The audit report is usually the only channel of communication between the auditor and the shareholders of the company whose financial statements have been subject to audit. As such the report acts as a bridge taking the large volume of information possessed by the auditors and conveying it to the shareholders in a much abbreviated form

In order to convey information in a succinct from the audit report has become extremely formalized group of phrases, each of which has special significance. Any deviation from the standard format is regarded by an accountant as being significant and may provide important extra data.

The possibilities are as follows:

  1. an unqualified audit report
  2. a modified audit report which required an audit qualification
  3. a modified audit report which, although the opinion is unqualified, may require additional detail emphasizing particular matters contained within the financial statements.

IFAC has issued ISA 700 The Auditor’s Report on Financial Statements in order to reduce the differences which previously existed in the method of reporting so that shareholders and other users of financial statements could grasp more easily the standardized message which the auditor is intending to convey.

It is important that you recall from your earlier studies that auditors do not ‘guarantee’ or ‘certify’ that financial statements are ‘correct’, they express opinions on the matters required by ISA 700 i.e.

  1. Whether they give a true and fair view
  2. Whether they are properly prepared in accordance with the financial reporting framework.

Where appropriate, the auditor will also report whether the financial statements comply with relevant local statutory requirements such as the companies Act Cap 486

As an alternative to the phrase ‘true and fair view’ the auditor may report that the financial statements are ‘presented fairly in all material respects’. These two expressions are equivalent and emphasize that the auditor is only concerned with material items.

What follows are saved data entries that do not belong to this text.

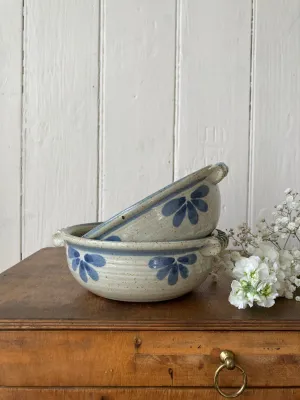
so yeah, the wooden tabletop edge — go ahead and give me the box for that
[0,319,299,331]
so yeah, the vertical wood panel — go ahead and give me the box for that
[3,0,298,263]
[176,0,252,230]
[101,0,176,220]
[22,0,99,257]
[0,0,22,270]
[250,0,300,224]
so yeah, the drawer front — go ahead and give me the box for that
[0,330,300,387]
[1,388,300,400]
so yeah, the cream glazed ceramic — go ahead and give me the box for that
[83,162,228,242]
[53,223,228,302]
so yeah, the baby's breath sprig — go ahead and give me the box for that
[213,189,300,308]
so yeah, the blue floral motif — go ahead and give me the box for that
[148,253,197,285]
[68,246,106,283]
[162,185,209,227]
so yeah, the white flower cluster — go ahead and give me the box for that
[229,252,278,309]
[271,188,300,240]
[228,243,300,308]
[214,189,300,308]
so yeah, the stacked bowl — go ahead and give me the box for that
[53,162,229,302]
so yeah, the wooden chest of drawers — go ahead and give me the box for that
[1,248,300,399]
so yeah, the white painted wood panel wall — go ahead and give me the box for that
[0,0,300,272]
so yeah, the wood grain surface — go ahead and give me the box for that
[1,388,300,400]
[1,330,300,387]
[1,248,300,331]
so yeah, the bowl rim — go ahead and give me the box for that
[83,162,228,240]
[57,222,227,253]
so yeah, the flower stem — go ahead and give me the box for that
[284,234,291,249]
[267,239,281,250]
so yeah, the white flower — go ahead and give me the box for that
[285,268,292,278]
[275,280,286,297]
[226,191,300,307]
[253,243,279,263]
[288,284,296,292]
[272,261,280,272]
[287,222,296,231]
[256,282,278,308]
[276,269,286,281]
[233,256,266,284]
[229,281,249,309]
[285,291,294,299]
[286,197,298,210]
[292,249,300,258]
[280,217,289,226]
[295,264,300,274]
[279,249,294,266]
[294,278,300,286]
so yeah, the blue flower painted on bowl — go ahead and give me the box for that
[68,246,106,283]
[162,185,209,227]
[148,253,197,285]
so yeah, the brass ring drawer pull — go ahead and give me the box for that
[214,350,247,398]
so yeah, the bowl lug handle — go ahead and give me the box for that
[206,162,228,185]
[52,230,65,247]
[198,230,228,256]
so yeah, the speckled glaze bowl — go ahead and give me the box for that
[83,162,228,242]
[53,223,228,302]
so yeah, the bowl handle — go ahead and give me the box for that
[198,230,228,256]
[52,230,65,247]
[206,162,228,185]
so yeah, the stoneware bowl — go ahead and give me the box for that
[83,162,228,242]
[53,223,228,302]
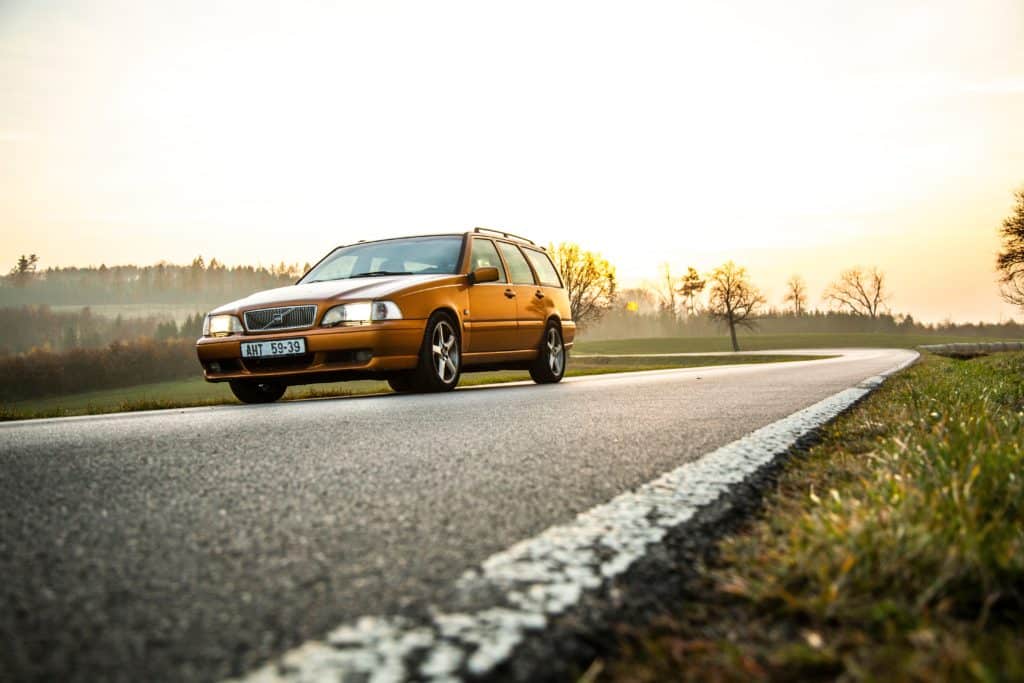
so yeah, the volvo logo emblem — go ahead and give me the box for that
[257,307,296,330]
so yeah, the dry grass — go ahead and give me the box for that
[594,352,1024,682]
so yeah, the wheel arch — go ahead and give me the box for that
[429,305,463,331]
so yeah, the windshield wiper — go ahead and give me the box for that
[306,270,413,283]
[350,271,412,278]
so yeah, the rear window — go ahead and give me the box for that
[497,242,536,285]
[524,249,562,287]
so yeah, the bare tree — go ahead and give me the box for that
[783,274,808,316]
[676,266,706,317]
[548,242,617,326]
[997,187,1024,308]
[707,261,766,352]
[653,262,680,317]
[823,267,889,318]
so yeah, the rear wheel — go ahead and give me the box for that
[409,313,461,392]
[529,322,566,384]
[229,379,287,404]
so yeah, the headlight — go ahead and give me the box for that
[204,314,244,337]
[321,301,403,327]
[371,301,403,321]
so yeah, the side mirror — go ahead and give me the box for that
[469,266,500,285]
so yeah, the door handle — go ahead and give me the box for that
[504,289,516,299]
[534,290,545,300]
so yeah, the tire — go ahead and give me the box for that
[229,379,287,404]
[386,373,416,393]
[529,322,566,384]
[409,312,462,392]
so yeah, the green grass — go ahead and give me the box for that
[0,353,825,421]
[574,333,1019,355]
[592,352,1024,682]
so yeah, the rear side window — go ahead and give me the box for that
[468,238,507,282]
[524,249,562,287]
[497,243,536,285]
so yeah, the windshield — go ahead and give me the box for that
[300,236,464,283]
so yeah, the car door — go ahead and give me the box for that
[496,241,546,350]
[465,238,518,352]
[523,245,564,313]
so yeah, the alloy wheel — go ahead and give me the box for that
[431,320,459,384]
[547,327,564,375]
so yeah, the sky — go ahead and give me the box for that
[1,0,1022,322]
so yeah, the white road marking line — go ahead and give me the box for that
[231,351,917,682]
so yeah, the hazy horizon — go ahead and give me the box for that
[2,0,1023,323]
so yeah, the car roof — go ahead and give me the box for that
[469,227,542,248]
[332,229,545,252]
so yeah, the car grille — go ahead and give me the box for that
[243,305,317,332]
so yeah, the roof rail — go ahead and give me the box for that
[472,226,536,246]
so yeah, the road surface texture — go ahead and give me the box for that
[0,348,914,682]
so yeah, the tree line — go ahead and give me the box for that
[549,242,908,350]
[2,256,309,306]
[582,306,1024,343]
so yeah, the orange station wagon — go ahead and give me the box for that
[196,228,575,403]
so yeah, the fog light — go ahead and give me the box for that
[209,362,221,372]
[354,350,373,362]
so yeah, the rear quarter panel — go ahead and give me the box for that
[549,286,576,346]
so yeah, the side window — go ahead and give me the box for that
[469,238,507,282]
[497,243,536,285]
[524,249,562,287]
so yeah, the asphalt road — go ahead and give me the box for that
[0,348,914,682]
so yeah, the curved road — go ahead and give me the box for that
[0,348,914,682]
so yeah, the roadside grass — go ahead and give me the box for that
[591,352,1024,682]
[574,333,1019,355]
[0,353,825,421]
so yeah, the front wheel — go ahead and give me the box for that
[229,380,286,404]
[529,323,566,384]
[409,313,462,392]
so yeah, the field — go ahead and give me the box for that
[592,351,1024,681]
[573,332,1015,354]
[1,353,824,421]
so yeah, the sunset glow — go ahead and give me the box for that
[2,0,1022,321]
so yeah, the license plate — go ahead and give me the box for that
[241,338,306,358]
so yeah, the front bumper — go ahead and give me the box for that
[195,320,427,384]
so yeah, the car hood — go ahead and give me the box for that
[209,274,457,314]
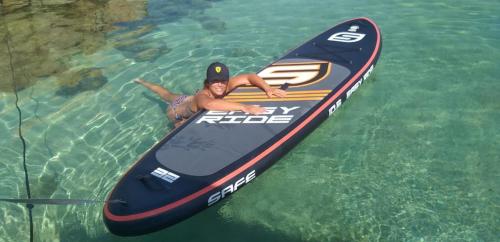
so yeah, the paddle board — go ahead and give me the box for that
[104,17,382,236]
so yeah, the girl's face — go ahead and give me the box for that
[208,80,228,97]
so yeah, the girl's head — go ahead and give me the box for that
[204,62,229,97]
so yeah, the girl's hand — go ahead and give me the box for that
[133,78,145,84]
[242,105,266,115]
[265,88,287,98]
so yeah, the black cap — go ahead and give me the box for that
[206,62,229,83]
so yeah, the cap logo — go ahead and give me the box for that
[215,66,222,73]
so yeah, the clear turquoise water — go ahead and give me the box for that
[0,0,499,241]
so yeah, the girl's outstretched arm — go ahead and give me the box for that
[134,79,177,103]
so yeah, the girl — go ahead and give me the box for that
[135,62,286,127]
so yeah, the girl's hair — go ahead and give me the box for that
[203,79,209,86]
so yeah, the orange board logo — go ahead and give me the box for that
[257,61,331,87]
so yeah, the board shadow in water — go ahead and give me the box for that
[57,199,303,242]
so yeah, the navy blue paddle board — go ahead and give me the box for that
[104,17,382,236]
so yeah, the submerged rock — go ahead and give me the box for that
[196,16,226,33]
[56,68,108,96]
[114,39,171,62]
[145,0,190,24]
[113,38,150,53]
[0,0,147,93]
[109,24,155,43]
[133,46,172,62]
[33,172,60,198]
[113,35,171,62]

The content of the auditor's report is governed by the Companies Act, Seventh Schedule to

The Companies Act and the ISA 700, The Auditor’s Report on Financial Statements

The Companies Act lays down no specific requirements as to the wording to be used in the audit report so long as all the matters as mentioned in the Seventh Schedule are specifically mentioned in the auditor's report. The auditing standard seeks to provide guidance on the form of wording that is acceptable.

The auditing standard requires the auditor to:

a) Identify those to whom his report is addressed i.e. the members of the company;

b) The auditor should identify the financial statements on which he is reporting, this is done by numbering the pages of the accounts;

c) The auditor should refer expressly to whether the financial statements have been audited in accordance with the approved auditing standards;

d) The auditors must state expressly whether in their opinion the financial statements give a true and fair view of the state of affairs, profit and loss, and where applicable source and application of funds;

e) The auditor should refer expressly to any matters described by relevant legislation or any other requirements.